Larry Ellison, the CEO of Oracle (NASDAQ:ORCL) is going to have to make some more threats if he wants the EU to approve his company’s deal to buy Sun Microsystems (NASDAQ:JAVA) for $9.50 a share. The Europeans have voiced some concerns that the combined company will have too much market share in the MySQL server software industry.
The EU’s concerns became more concrete today.

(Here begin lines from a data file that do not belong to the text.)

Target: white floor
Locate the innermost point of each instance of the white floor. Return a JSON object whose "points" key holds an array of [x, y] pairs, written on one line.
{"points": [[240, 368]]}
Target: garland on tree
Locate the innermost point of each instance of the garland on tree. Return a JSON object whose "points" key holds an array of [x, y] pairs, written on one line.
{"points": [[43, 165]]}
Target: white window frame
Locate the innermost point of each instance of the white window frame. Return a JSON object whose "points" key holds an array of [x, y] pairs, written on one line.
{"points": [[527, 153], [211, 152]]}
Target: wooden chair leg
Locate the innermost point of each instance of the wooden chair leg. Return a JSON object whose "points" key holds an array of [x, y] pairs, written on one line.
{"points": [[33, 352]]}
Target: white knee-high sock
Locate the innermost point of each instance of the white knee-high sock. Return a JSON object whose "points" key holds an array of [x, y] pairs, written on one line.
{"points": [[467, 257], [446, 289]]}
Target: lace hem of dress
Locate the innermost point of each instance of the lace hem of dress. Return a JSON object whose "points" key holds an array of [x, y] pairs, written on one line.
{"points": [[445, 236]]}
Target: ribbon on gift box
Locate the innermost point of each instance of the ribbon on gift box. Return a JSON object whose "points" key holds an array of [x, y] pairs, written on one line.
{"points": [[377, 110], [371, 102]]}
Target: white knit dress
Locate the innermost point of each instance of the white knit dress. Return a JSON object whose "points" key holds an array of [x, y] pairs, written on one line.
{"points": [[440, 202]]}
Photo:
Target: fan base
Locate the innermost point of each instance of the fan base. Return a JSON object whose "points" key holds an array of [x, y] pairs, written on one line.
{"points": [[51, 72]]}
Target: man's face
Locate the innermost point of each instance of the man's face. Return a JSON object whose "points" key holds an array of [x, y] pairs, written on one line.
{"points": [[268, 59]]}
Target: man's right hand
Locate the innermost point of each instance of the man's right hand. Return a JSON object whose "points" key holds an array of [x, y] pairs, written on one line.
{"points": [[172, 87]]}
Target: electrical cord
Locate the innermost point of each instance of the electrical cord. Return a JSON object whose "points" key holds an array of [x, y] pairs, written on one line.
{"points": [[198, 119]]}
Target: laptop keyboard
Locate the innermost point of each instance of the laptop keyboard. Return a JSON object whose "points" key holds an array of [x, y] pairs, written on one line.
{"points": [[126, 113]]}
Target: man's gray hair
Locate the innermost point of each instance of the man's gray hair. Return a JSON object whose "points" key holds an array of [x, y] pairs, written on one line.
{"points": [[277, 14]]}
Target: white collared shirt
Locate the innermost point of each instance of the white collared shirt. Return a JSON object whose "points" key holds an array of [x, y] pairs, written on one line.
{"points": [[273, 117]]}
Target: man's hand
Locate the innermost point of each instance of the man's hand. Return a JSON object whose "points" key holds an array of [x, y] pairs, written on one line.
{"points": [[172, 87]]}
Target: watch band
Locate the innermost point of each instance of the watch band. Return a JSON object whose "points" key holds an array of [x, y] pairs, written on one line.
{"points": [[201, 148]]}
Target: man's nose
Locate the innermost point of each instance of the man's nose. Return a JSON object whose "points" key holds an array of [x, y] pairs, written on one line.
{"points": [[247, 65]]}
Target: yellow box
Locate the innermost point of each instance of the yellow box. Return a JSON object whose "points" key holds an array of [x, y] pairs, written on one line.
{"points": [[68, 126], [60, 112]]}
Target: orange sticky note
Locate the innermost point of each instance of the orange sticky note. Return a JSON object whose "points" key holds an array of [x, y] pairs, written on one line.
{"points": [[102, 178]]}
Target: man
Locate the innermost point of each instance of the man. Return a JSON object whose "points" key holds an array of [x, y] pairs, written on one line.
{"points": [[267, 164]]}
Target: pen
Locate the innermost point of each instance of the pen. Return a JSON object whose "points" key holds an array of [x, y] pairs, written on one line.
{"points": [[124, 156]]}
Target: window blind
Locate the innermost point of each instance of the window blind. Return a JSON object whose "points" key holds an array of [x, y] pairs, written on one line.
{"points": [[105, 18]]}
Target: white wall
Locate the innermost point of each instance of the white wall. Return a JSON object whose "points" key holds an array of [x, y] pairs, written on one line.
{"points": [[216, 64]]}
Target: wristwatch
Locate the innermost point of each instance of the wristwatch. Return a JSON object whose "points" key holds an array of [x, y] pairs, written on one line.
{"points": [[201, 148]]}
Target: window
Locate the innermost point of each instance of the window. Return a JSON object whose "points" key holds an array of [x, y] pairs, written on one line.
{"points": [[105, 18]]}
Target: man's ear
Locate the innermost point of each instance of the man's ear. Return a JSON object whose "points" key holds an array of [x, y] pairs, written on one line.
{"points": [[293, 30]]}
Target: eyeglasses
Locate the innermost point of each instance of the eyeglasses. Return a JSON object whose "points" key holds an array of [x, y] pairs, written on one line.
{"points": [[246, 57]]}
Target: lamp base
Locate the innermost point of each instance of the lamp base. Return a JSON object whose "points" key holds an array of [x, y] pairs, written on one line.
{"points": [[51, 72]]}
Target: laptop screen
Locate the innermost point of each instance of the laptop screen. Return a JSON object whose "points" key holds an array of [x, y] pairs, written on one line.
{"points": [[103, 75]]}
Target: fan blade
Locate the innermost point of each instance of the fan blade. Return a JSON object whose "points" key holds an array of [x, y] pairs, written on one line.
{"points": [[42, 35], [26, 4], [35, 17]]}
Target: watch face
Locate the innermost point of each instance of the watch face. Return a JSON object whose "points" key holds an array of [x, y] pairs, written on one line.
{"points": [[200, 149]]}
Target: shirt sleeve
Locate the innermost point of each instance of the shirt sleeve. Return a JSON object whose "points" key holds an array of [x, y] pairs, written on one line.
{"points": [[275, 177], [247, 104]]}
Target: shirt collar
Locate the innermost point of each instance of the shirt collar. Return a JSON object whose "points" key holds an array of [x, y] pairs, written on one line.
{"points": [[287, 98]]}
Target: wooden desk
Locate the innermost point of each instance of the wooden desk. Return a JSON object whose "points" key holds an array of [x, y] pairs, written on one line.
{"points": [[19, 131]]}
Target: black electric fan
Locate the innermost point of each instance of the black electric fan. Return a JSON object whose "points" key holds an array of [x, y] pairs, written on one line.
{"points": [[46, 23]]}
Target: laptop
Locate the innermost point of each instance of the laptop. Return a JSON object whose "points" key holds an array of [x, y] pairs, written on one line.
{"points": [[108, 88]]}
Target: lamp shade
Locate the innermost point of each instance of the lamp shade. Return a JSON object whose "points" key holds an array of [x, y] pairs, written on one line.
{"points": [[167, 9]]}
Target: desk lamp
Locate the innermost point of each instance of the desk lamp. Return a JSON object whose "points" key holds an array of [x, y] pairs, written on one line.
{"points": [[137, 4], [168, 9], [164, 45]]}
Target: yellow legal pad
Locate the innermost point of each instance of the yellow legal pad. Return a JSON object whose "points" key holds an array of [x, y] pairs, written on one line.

Sun filed an 8K with the SEC saying: “On November 9, 2009, the European Commission issued a statement of objections relating to the acquisition of Sun by Oracle Corporation. The Statement of Objections sets out the Commission’s preliminary assessment regarding, and is limited to, the combination of Sun’s open source MySQL database product with Oracle’s enterprise database products and its potential negative effects on competition in the market for database products. The issuing of a Statement of Objections allows addressees to present arguments in response to the Commission’s preliminary assessment of the competitive effects of a notified transaction. A Statement of Objections is a preparatory document that does not prejudge the European Commission’s final decision. Any final decision by the European Commission is subject to appeal to the European Court of First Instance.”
Ellison has to decide whether he wants to accept the EU’s “request” or take another action. He could walk away from the Sun deal and probably expect a lawsuit from the smaller company’s board. He could do little or nothing and let Sun bleed to death from its losses. Sun recently cut 3,000 jobs to save money. If Sun wants to put pressure on the EU, it could make its next set of layoffs in Europe.
Ellison is not known for being accommodating. He may simple tell the EU to go to hell. That will be the end of Sun, at least as a viable company.